Description
Hi,
In my ElasticSearch clusters, write and search are both heavy. And the document in the cluster will have many many fields, While just some of them are frequently searched(we named it as hot-search-field). We hope that these kinds of search can achieve better performance to avoid the response time increasing because of the segment number araising.
And we found that search can achieve much better performance after merging to less segments because of less segment scans and Lucene's cache design (it just cache the DocIdSet which is from the most major segment ) .
Now Lucene's Segment design is based on row model (or document model). I wander that if we make Segment re-design to be based on field model (or field family model), so that the hot-search-fields can have more cpu resources, and have frequent segment merges to make the number of segments down to a very small number. If so, ElasticSearch / Lucene can achieve much better performance when the queries with hot-search-fields, especially when ElasticSearch cluster with large amount of bulk requests.
this design need to deep into Lucene segment, maybe include live files, refresh, merge, segment meta, index buffer
Activity
elasticmachine commentedon Jun 20, 2018
Pinging @elastic/es-search-aggs
jpountz commentedon Jun 20, 2018
Actually this is not true, only stored fields have a row model. Other data-structures like the inverted index and doc values, which are the most used ones when it comes to running queries/aggregations are per-field. So your suggestion is actually the way that things are working today already, to the exception of stored fields, but they usually don't matter for performance.
xzhthu2018 commentedon Jun 21, 2018
@jpountz i think row model means that a segment contains all fields (with its invert index, doc values, store fields). so that when es do a segment merge, it have to merge and re-build all the fields together, not merge the hot-search fields first. if so, the merge speed of the hot-search fields will be slowed down.
xzhthu2018 commentedon Jun 21, 2018
@jpountz 3ks for your explanation.
for example:
in a segment#1 with following fields:
id:1(with doc_value,invert_index)
hot_search_field:1(with doc_value,invert_index)
cold_search_field:1(with doc_value,invert_index)
in a segment#2 with following fields:
id:2(with doc_value,invert_index)
hot_search_field:2(with doc_value,invert_index)

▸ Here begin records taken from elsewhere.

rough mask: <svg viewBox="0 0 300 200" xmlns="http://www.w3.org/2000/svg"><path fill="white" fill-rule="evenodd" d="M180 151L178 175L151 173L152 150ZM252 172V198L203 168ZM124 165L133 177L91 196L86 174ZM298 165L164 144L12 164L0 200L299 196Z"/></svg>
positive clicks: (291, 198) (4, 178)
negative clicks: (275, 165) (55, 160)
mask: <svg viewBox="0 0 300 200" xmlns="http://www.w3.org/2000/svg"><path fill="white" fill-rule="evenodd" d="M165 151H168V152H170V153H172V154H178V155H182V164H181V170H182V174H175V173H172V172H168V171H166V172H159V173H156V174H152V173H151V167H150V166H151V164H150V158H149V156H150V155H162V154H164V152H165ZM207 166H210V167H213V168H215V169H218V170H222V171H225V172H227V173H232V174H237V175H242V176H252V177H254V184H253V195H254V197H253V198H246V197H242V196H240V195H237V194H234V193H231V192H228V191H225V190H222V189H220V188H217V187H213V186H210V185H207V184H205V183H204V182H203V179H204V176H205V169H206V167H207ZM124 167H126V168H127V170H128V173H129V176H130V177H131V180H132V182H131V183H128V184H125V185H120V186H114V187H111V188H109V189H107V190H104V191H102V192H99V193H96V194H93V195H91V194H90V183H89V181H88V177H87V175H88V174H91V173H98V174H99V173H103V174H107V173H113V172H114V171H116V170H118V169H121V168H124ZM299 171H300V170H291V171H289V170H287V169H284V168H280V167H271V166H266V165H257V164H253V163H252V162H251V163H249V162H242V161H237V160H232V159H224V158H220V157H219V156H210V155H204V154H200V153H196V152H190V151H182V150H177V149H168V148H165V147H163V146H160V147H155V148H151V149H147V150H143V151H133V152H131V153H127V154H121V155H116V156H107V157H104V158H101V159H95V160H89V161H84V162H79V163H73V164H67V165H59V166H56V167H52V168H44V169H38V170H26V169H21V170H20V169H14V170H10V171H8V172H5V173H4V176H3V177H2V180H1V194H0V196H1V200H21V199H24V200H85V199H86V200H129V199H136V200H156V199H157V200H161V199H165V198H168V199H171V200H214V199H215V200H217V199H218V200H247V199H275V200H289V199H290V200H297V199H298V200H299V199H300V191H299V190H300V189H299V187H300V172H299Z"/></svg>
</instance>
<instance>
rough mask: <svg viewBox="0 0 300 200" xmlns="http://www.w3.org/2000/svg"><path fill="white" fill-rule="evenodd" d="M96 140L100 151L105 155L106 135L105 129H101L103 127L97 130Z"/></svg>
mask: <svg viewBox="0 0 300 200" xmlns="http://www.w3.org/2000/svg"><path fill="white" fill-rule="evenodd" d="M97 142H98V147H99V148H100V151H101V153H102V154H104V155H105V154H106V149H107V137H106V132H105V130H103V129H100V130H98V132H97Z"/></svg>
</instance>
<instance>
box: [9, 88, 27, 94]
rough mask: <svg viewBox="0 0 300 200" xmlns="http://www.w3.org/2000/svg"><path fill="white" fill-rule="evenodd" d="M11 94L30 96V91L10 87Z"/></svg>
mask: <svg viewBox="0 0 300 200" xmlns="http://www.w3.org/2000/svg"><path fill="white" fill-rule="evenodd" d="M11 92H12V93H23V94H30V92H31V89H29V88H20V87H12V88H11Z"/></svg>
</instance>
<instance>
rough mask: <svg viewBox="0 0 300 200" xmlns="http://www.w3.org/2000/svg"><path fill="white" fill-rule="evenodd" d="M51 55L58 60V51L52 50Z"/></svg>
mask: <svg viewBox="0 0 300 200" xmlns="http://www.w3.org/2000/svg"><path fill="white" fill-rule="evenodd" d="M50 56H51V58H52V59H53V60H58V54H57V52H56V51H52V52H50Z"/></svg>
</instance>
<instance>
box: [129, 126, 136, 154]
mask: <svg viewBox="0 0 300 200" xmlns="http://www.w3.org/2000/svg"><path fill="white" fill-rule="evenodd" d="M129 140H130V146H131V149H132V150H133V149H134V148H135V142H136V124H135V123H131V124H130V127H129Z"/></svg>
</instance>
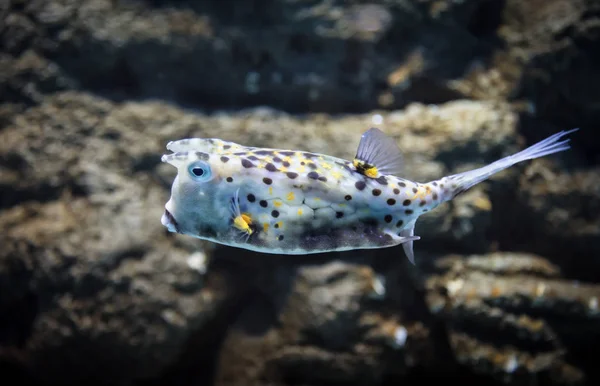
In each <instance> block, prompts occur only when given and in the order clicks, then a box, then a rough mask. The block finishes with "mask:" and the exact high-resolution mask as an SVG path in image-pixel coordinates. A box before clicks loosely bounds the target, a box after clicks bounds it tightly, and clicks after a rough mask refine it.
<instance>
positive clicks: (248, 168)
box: [161, 128, 577, 264]
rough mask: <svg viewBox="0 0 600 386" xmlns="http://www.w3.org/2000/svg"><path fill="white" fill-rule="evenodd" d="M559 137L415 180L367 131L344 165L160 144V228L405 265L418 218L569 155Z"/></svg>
mask: <svg viewBox="0 0 600 386" xmlns="http://www.w3.org/2000/svg"><path fill="white" fill-rule="evenodd" d="M576 130H577V129H574V130H571V131H561V132H559V133H557V134H555V135H553V136H551V137H548V138H547V139H545V140H543V141H541V142H538V143H537V144H535V145H533V146H531V147H529V148H527V149H525V150H523V151H521V152H519V153H517V154H514V155H511V156H508V157H506V158H503V159H501V160H499V161H496V162H493V163H491V164H489V165H487V166H484V167H482V168H479V169H475V170H471V171H467V172H464V173H459V174H454V175H450V176H446V177H443V178H441V179H439V180H436V181H431V182H427V183H419V182H414V181H410V180H407V179H404V178H401V177H399V176H398V175H399V174H401V170H402V155H401V153H400V150H399V149H398V147H397V146H396V144H395V142H394V141H393V140H392V139H390V138H388V137H387V136H386V135H385V134H384V133H383V132H381V131H380V130H378V129H376V128H372V129H369V130H368V131H366V132H365V133H364V134H363V135H362V137H361V139H360V143H359V145H358V150H357V152H356V156H355V158H354V160H353V161H347V160H344V159H340V158H335V157H331V156H328V155H324V154H316V153H311V152H306V151H293V150H280V149H267V148H258V147H248V146H242V145H240V144H237V143H233V142H227V141H224V140H221V139H215V138H210V139H205V138H192V139H182V140H179V141H174V142H170V143H169V144H168V145H167V149H168V150H170V151H171V152H172V153H170V154H166V155H163V156H162V161H163V162H167V163H169V164H171V165H173V166H175V167H176V168H177V176H176V177H175V179H174V181H173V185H172V188H171V197H170V199H169V201H168V202H167V203H166V205H165V212H164V214H163V216H162V219H161V222H162V224H163V225H164V226H165V227H166V228H167V229H168V230H169V231H171V232H177V233H181V234H186V235H190V236H194V237H197V238H201V239H205V240H210V241H212V242H215V243H219V244H225V245H230V246H235V247H240V248H245V249H249V250H254V251H260V252H265V253H278V254H309V253H317V252H329V251H344V250H351V249H369V248H383V247H391V246H395V245H402V246H403V249H404V252H405V254H406V256H407V257H408V259H409V260H410V262H411V263H413V264H414V252H413V242H414V241H415V240H419V236H416V235H415V234H414V229H415V223H416V221H417V219H418V218H419V216H421V215H423V214H424V213H426V212H429V211H431V210H433V209H435V208H436V207H437V206H438V205H440V204H441V203H443V202H445V201H449V200H451V199H453V198H454V197H456V196H457V195H458V194H460V193H462V192H464V191H465V190H467V189H469V188H471V187H472V186H474V185H476V184H478V183H480V182H482V181H484V180H486V179H487V178H489V177H490V176H492V175H493V174H495V173H498V172H499V171H501V170H504V169H506V168H508V167H510V166H512V165H514V164H516V163H518V162H522V161H525V160H530V159H534V158H538V157H542V156H546V155H549V154H552V153H556V152H560V151H563V150H566V149H568V148H569V145H568V144H567V143H568V141H569V140H568V139H566V140H564V139H562V138H563V137H564V136H565V135H567V134H569V133H572V132H574V131H576Z"/></svg>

cold_search_field:2(with doc_value,invert_index)
when i do the segment, segment#1 and segment#2 merge together, the hot_search_field and the cold_search_field will be merged together. But actually, the cold one is no need to merge first. If we spend more cpu on the hot_search_field merge, when we search on hot_search_field ,we can achieve better performance
jpountz commentedon Jun 22, 2018
@xzhthu2018 In any case, we cannot publish a merge until all fields have been merged so your idea wouldn't work. The thing that is closest to your needs that I can think about would be for you to have one additional index that only has the hot search fields and use it to search whenever none of the cold fields are needed. I'm not sure how practical it would be however.